Sunday, April 23

Geek

Look What I Found!

OpenVZ

It's an open source subset of Virtuozzo, which is a virtualising system aimed primarily at hosting providers. Mughi, the latest addition to the mu.nu family, is a virtual server running under Virtuozzo.

The neat thing about OpenVZ (and Virtuozzo) is what it isn't: It isn't a complete system-level virtualisation. It's a user-level virtualisation. Under OpenVZ, you have one Linux kernel for the entire (physical) system. Under something like VMWare, you have a separate kernel for each virtual machine. The VMWare way gives you complete isolation (good), but it means that each virtual server ends up trying to manage its own disk caching and virtual memory (wasteful). With OpenVZ, you have a single caching and virtual memory pool, but you can restrict how much memory (and also CPU time) a single virtual machine can take up. This does mean that I can see how much physical memory the server has (8GB, of which 256MB is guaranteed to Mughi), but for many purposes that matters less than the efficiency gained by the sharing of that memory.

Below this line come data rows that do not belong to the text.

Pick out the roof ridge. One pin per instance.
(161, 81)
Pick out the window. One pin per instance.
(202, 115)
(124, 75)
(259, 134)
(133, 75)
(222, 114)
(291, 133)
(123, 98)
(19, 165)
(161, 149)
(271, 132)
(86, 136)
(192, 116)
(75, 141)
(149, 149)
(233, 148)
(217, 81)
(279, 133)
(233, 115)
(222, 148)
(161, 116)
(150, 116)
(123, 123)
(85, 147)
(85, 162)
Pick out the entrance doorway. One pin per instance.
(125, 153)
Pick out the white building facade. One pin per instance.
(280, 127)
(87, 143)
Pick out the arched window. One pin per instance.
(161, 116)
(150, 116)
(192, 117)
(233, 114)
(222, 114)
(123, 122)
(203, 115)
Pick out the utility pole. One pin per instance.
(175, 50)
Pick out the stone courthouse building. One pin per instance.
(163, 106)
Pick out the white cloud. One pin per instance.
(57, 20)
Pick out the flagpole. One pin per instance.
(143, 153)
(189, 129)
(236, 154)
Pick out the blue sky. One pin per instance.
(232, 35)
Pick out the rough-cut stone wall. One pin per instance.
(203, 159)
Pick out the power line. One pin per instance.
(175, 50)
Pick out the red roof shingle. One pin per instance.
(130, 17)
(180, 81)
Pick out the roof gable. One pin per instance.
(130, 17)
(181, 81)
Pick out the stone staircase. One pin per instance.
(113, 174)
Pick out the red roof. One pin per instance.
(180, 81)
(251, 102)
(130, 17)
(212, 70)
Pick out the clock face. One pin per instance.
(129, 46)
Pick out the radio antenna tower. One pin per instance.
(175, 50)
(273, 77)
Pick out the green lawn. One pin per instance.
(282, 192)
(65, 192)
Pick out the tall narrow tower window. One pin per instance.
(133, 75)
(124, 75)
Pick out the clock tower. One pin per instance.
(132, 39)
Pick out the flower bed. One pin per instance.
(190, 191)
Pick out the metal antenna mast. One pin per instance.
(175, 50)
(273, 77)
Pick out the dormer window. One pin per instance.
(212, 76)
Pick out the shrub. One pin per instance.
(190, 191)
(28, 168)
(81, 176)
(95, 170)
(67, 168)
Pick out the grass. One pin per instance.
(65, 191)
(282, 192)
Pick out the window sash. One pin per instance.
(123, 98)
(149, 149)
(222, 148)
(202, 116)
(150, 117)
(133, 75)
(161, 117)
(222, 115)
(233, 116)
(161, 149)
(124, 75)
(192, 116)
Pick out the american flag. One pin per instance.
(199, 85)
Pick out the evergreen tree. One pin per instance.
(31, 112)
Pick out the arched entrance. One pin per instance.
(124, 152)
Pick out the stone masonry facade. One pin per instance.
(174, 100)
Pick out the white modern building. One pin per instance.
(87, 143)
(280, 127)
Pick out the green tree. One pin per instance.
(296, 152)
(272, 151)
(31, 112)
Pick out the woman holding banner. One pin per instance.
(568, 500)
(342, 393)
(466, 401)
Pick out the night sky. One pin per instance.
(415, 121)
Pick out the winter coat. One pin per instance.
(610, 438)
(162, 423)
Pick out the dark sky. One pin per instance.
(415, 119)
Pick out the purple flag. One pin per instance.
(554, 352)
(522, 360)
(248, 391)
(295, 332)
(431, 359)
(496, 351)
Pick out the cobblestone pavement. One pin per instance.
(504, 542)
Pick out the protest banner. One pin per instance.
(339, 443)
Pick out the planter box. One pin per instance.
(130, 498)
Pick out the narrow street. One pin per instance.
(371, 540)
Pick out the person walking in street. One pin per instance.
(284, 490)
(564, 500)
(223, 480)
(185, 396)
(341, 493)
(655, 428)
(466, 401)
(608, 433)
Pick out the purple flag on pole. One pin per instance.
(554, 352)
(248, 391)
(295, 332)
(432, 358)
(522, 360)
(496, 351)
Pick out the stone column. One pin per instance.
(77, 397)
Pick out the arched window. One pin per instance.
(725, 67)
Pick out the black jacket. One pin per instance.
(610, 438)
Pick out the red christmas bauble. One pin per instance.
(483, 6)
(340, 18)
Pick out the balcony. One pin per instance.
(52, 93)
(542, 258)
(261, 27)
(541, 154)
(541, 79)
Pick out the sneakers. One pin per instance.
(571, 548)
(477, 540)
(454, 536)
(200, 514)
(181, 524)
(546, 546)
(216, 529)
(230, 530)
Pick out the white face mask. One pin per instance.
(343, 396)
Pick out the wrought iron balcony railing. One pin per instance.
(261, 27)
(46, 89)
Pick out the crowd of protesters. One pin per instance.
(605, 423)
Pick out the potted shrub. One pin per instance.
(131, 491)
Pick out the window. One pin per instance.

There's a 119 page PDF manual available if you want to know more.

It is only supported on certain specific versions of Linux (the manual lists Fedora Core 3 and 4, and Red Hat Enterprise 4), but you can run other distributions inside the virtual machines; it's only the kernel that must be shared. (It looks like CentOS, Fedora 5, and SUSE 10 are now supported as well.)

Ooh. And they also have checkpointing and virtual server migration, which is pretty neat for free software.

And then there's Xen. I really need to read up on that too.